Why typography rules are important for your design
Most typography rules refer to the readability and with this the most important point of your design. There is absolutely no sense in writing and creating something if you can’t read it and you should never put design over readability. The following typography rules will help every beginner or non-designer to avoid mistakes that can hinder people to read what you have to say or to lose interest after a couple of sentences. Just by putting a bit of effort into your typography, you can give your designs a professional look.
14 typography rules for beginners
Choose the right typeface
Your design will either stand or fall, just by the decision to pick the right typeface. The typeface, you pick, must fit your brand or project. If you take a look at different typefaces, you will soon see they have different attributes which lend them different moods, e.g. some are masculine and some are more feminine. Think about the message, you want to transport and choose the typeface accordingly.
Choose a professional typeface
The quality of a professionally designed typeface always wins. Usually, these typefaces are better balanced (no or less kerning needed) and you have more style choices like narrow or extended, bold or heavy. This will have a huge impact on the readability of your design and also means less work for you.
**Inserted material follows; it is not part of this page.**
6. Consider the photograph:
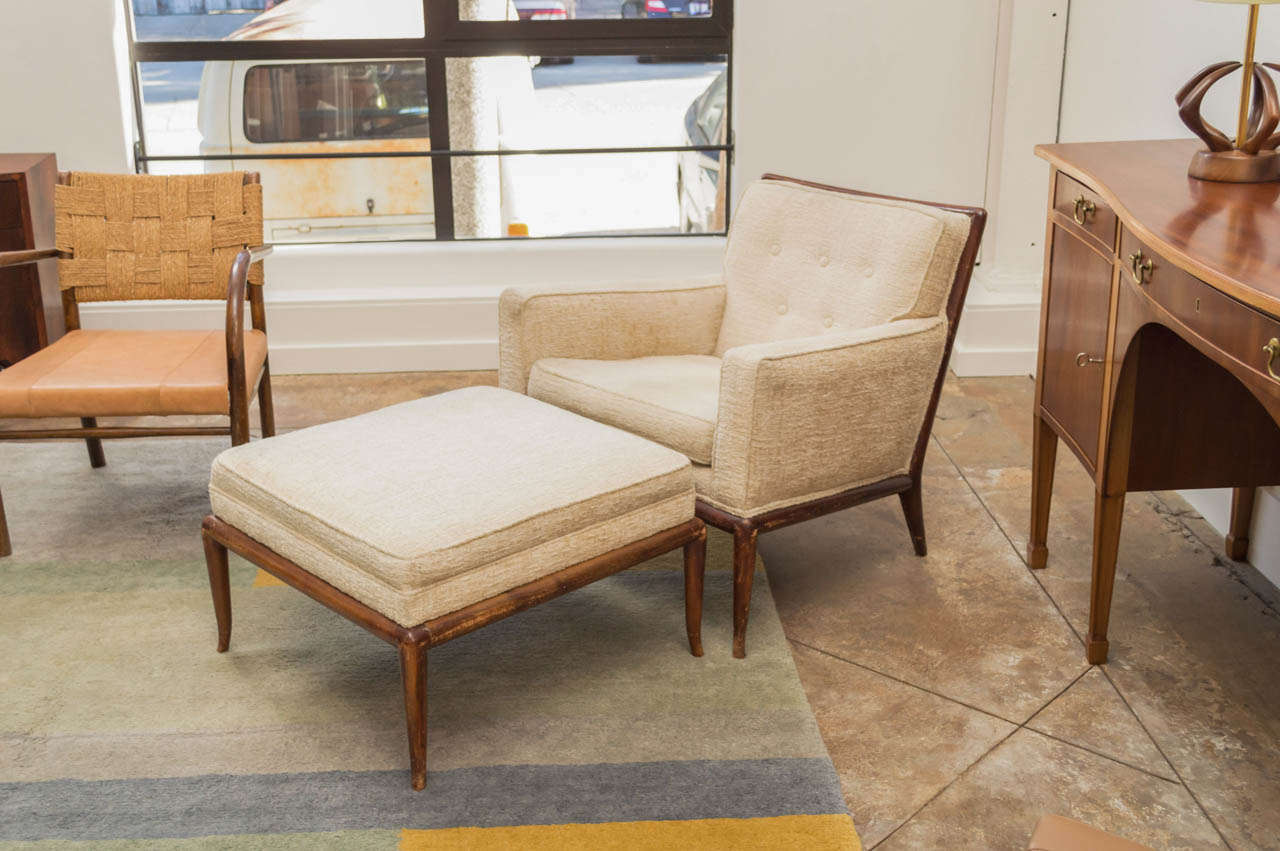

Don’t use too many typefaces
A general rule is to use 2-3 different typefaces tops. You can use these to create a contrast between your body copy, headlines, or special elements you use to set accents. Read more on this topic >> How to find the right font combinations
Whitespace is a good companion in every design project. The biggest mistake, beginners make, is filling every inch of their layout because they think they have to. This results in an overextension of the reader because he/ she can’t filter out what is important and what not. Don’t be afraid. Leave enough whitespace between texts, headline, and text or other elements like images and text.
The right font size is important for the readability, of course, but it also creates hierarchy inside your design. A standard size for plain text is 12pt. So for body copy, I recommend, you use between 10pt and 14pt. Headlines and subheadings are mostly between 16pt and 24pt. Normally, you can go in 4pt steps. If your body copy is 12pt, your subheading will be 16pt and your heading 20pt.
Line height is the term we use for the space between two lines of text. Again for readability reasons, you should put your line spacing to at least 120%. This prevents the lines from being too close together, which would make it difficult to decipher and the reader will not lose track.
The optimal line length for optimal readability is 45 to 75 characters. This won’t always be doable. Just try to keep lines from being too long and readers from running away.
Many people think centered text alignment is pretty but believe me it’s the hardest to read. You can try it yourself. If you read a two-line quote, you won’t be bothered but in a full page text, you will stop sooner or later because it’s too annoying. Exceptions for centered alignment are quotes or maybe headlines. Body copy should always be left-aligned or justified.
Break up long texts
Break up long texts into short paragraphs and use subheadings. Like that, your reader can easily scan the text for the information needed and skip the rest. This is especially important if you create for web. Web users in general, don’t take the time to read everything from top to bottom.
Are you an all caps fan? Here you can apply the same rule as for alignment. All caps is just used to make short bits of text stand out.
Underlining text or even parts of a text makes it difficult to read. If you want to point out a certain word or phrase, make it bold instead.
With kerning, you change the space between two letters. You change this space in order to get a visually even overall impression. If you zoom into your text you will find, that the space between some letters seems to be shorter or bigger than between others. These little faults can destroy your layout and are disturbing to the eye. But don’t start changing every space of your body text now. Just do this with short phrases of text. Mostly, the ones you made bigger in order to stand out.
No fancy typefaces
Never use display or decorative typefaces for body copy. Just like your mother always said: “Nobody can read your handwriting. Please try to write more clearly.” Nobody can read a fancy decorative typeface really easily. These are made for a special use e.g. the heading of an invitation or birthday card. Same with display typefaces which you use for large prints like movie posters.
Uggh! This one makes my hair stand up. Some typefaces take up more space than others. This doesn’t always look optimal inside your layout. You might be tempted to stretch or squeeze a part of your text to make it fit in a certain space. Consider using a different font style or placing the text differently but never, ever stretch or squeeze.
Typography can be your #1 design element. You can create contrast and hierarchy following these simple typography rules and lead the reader through your text. But that’s not all. Get a bit creative and try using phrases, words, and letters as design elements inside your layout. Break some of the rules if you need to, disassemble words, turn letters upside down. Just don’t forget that the important information must be readable. Beginners can find inspiration in magazines or advertisements. A quick tip at the end: It usually helps to print out your design. You might see little faults more clearly than on a computer screen.